This study involves experimental investigation of rheological and hydraulic characteristics of aqueous based polymeric and surfactant fluids in straight and coiled tubing. The fluids matrix includes guar, HPG, PHPA, welan, xanthan, and surfactant. Bohlin rheometer was used to evaluate rheological and viscoelastic characteristics. For hydraulic characteristics, small- and large-scale flow loops were used.

It is observed that all fluids exhibit comparable non-Newtonian behavior and improved viscous and elastic properties. Among polymeric fluids, guar and welan provide better viscosity and suspension properties. Surfactant is significantly affected by the formation of rod-like micelles and other microstructures. Master curves for rheological and elastic properties are developed using the molecular theory approach.

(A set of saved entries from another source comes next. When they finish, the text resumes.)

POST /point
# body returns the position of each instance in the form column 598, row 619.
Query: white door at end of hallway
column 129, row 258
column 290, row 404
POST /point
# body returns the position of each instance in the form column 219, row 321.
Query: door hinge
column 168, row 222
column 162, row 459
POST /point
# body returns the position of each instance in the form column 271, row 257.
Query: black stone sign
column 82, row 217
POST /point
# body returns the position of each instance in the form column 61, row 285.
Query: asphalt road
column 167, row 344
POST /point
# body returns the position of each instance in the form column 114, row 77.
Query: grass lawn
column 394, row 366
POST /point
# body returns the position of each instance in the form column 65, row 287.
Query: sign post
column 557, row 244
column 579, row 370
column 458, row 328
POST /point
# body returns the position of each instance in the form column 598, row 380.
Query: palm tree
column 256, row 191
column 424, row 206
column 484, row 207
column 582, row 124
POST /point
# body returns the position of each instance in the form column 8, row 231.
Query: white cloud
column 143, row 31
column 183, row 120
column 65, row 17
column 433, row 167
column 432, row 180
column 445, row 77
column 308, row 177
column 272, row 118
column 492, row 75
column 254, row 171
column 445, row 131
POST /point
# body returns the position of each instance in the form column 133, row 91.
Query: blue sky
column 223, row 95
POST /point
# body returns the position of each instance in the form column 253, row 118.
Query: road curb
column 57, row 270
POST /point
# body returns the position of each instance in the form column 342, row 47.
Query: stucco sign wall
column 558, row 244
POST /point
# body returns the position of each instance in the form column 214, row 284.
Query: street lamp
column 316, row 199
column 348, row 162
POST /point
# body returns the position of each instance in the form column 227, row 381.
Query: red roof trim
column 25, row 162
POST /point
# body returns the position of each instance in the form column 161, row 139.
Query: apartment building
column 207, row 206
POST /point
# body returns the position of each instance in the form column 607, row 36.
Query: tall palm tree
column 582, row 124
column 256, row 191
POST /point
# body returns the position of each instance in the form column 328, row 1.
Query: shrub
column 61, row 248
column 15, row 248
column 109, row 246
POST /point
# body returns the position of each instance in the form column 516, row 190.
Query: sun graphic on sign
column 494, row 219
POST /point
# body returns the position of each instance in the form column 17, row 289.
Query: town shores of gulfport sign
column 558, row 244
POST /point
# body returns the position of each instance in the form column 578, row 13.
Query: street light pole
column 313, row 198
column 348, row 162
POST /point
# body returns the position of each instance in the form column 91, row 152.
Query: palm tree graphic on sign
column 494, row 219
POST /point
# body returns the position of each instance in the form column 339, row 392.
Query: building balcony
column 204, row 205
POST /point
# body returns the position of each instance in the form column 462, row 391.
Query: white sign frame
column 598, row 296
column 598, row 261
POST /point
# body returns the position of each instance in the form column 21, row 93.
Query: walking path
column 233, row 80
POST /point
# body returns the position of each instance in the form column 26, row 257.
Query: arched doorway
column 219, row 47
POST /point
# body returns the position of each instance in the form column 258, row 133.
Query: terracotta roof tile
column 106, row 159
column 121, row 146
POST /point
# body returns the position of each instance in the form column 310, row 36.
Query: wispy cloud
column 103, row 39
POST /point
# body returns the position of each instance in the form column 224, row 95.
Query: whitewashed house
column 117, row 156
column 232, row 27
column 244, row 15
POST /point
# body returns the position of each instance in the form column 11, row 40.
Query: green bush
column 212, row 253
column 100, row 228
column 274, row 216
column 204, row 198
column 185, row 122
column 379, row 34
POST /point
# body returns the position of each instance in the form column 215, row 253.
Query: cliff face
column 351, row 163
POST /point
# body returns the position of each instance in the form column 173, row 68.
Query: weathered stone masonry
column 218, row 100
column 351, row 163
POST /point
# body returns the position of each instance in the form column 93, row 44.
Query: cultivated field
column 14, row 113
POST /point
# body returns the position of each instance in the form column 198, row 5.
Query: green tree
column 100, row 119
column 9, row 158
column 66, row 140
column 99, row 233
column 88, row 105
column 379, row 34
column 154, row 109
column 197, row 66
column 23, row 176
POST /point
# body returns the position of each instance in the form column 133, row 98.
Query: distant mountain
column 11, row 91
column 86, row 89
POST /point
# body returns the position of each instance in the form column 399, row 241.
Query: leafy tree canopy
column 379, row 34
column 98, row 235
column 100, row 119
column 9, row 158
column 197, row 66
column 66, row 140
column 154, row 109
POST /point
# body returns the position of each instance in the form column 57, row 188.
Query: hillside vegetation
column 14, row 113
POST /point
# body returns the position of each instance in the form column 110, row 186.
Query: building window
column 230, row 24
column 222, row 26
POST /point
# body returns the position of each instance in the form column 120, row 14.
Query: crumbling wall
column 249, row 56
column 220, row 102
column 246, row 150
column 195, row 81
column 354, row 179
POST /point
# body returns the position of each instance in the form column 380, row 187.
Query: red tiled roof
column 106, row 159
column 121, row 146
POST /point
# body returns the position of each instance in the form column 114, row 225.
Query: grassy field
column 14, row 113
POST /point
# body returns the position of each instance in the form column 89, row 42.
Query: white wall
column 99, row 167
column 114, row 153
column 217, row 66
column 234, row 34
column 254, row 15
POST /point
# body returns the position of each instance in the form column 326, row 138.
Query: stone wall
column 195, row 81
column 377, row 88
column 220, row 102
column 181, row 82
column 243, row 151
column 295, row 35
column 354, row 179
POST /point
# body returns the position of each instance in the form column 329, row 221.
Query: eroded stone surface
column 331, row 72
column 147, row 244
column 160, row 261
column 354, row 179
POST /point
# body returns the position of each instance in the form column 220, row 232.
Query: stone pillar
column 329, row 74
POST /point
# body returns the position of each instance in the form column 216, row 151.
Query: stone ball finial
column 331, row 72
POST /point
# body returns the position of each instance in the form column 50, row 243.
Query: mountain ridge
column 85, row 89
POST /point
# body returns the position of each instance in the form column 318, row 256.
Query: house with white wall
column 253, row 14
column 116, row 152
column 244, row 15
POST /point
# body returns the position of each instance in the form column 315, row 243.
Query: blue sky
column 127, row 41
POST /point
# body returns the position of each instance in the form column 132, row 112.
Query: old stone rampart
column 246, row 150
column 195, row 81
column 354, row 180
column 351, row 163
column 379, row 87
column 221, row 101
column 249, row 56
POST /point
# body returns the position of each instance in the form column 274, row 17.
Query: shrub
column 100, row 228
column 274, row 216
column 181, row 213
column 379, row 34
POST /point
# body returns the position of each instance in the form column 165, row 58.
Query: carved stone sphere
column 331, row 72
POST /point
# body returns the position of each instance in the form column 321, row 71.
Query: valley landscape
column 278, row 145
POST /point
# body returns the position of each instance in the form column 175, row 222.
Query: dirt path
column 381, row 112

The foremost benefit of these curves is its dimensionless form that provides a unique technique to predict viscosity for all fluids.

For hydraulic properties, friction losses in coiled tubing are significantly higher than in straight tubing due to centrifugal forces and secondary flows. Surfactant is more sensitive to shear field applied where different microstructures are induced and thus they exhibit better drag reduction characteristics than polymeric fluids especially in coiled tubing with larger sizes. However, in straight tubing, guar shows better drag reduction characteristics than surfactant and other polymers, which diminishes as tubing size increases. However, welan gum exhibits a comparable performance. Overall, all fluids are considered good candidates as fracturing fluids with specific features for each. Unique characteristics of each fluid is discussed and explained in more details within the context of the present paper.